The national broadcast network (distant 5) has long been known to be a money pit, but a review of the unaudited financial statements sheds light on the network’s complex financial situation and the challenge how big it will be for Nexstar to turn the tide to reach its goal of being profitable by 2025.

According to one hollywood reporter analysis of financial statements included in Nexstar’s latest quarterly filings with the SEC on November 9, CW had approximately $100 million in revenue per quarter in 2021-22, with an annual operating rate. from $370 million to $405 million. However, it had an annual loss of between $300 million and $400 million.

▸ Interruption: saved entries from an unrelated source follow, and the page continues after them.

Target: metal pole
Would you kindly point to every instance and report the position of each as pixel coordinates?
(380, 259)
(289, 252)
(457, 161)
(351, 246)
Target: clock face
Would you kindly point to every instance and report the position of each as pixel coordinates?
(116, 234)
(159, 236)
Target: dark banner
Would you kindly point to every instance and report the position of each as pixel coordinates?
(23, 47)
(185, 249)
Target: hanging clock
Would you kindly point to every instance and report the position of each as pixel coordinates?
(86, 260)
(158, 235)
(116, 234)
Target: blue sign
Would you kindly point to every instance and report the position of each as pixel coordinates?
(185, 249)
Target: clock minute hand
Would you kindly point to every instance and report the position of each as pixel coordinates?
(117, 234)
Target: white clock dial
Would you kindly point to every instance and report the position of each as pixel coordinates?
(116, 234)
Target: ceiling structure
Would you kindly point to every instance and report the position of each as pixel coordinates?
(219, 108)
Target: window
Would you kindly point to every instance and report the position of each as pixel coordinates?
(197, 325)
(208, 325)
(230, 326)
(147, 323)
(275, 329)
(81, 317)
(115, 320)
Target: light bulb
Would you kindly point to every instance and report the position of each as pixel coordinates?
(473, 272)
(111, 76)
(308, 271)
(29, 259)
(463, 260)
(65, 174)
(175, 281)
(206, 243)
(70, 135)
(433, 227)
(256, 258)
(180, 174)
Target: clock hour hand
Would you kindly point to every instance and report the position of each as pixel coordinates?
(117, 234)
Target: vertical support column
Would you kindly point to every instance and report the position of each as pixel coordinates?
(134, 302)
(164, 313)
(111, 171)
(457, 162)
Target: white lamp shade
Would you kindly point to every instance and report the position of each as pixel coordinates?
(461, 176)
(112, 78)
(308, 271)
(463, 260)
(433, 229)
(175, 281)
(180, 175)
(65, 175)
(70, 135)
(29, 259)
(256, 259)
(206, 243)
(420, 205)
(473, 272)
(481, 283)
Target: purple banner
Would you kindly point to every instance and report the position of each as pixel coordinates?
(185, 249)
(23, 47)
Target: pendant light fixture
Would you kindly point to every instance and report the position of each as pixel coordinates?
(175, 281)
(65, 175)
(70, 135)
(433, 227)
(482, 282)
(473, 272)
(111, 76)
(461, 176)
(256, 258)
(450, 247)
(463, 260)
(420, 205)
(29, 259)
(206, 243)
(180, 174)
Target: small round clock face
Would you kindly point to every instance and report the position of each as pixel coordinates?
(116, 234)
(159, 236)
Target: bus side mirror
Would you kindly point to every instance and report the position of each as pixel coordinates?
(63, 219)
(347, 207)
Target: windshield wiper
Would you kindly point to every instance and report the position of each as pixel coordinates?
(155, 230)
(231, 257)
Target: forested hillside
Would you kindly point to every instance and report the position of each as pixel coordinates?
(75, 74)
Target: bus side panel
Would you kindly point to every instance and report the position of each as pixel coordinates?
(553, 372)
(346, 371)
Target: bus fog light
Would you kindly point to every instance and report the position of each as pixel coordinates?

In other words, for every dollar in, $2 out. (The CW has never been profitable since it was founded in 2006.) The CW’s biggest source of expenses is programming, and it has acquired that programming from Warners and Paramount, saving the common owners. .

The network consists only of scripted originals produced by both Warners and CBS Studios, supplemented by a number of unscripted shows and low-cost Canadian series acquired to help perfect its medium. . While the network isn’t designed to be profitable, both studios make money in part from Netflix’s $1 billion output deal in 2010, as well as international sales for titles. as famous as age.

While that model proved extremely effective, the network’s parent companies chose not to renew their Netflix agreement to support their respective streamers, HBO Max and Paramount+, with CW programming instead. watch all of their originals on Netflix. Furthermore, the need for all streamers to retain global programming rights as platforms expand into overseas markets means the end of that lucrative international sale. Without a revenue stream from Netflix and foreign sales, the CW’s business model no longer made sense, and Warners and CBS Studios began exploring sales options, resulting in a sale to Nexstar.

And while other suitors (including at least one private equity firm) roamed, the local TV giant won out, benefiting from being the largest owner of the CW stations. in the country (such as where more effective political ads can be monetized). “Nexstar believes it can buy The CW with $0 buy-in consideration due to The CW’s recurring losses and its position as The CW’s largest affiliate that it believes the number of interested buyers has been diminished. limited,” the company wrote in its 10-q report.

Now comes the hard part, when the local TV giant needs to find a way to prevent the heavy losses that the CW is facing. It has now agreed to make 12 scripted series from its previous owners, mainly for the 2022-23 season. But then new entertainment director Brad Schwartz will chart a new, much less expensive content strategy. “We just need to get neater. Schwartz said CHEAP on November 2, “We just need to get leaner. If we were to follow the script, we had to find a clever way to do it.”

Nexstar’s chief financial officer, Lee Ann Gliha, said at a financial conference that the company intends to take $155 million from the sale of its Chicago property and bring it into the network. “It’s a long way to go to fund the investment we’re going to have in the CW,” the CEO said.

And the company also plans to use The CW to tap into the increasingly crowded ad-supported streaming market. “The acquisition is expected to strengthen Nexstar’s revenue opportunities as the CW’s largest affiliate, diversifying content outside of news, establishing it as a participant in the advertising of the CW. video-on-demand services through the CW App and create value by improving CW ratings, revenue, and profitability,” Nextstar wrote in the filing.

And sooner or later the company will be able to buy 25% of the shares of The CW that WBD and Paramount are holding. According to its filing, Nexstar has a call option in August 2024 to purchase the remaining shares, and the seller has a June 2026 option to force Nexstar to purchase the remaining equity.

Lesley Goldberg contributed to this report.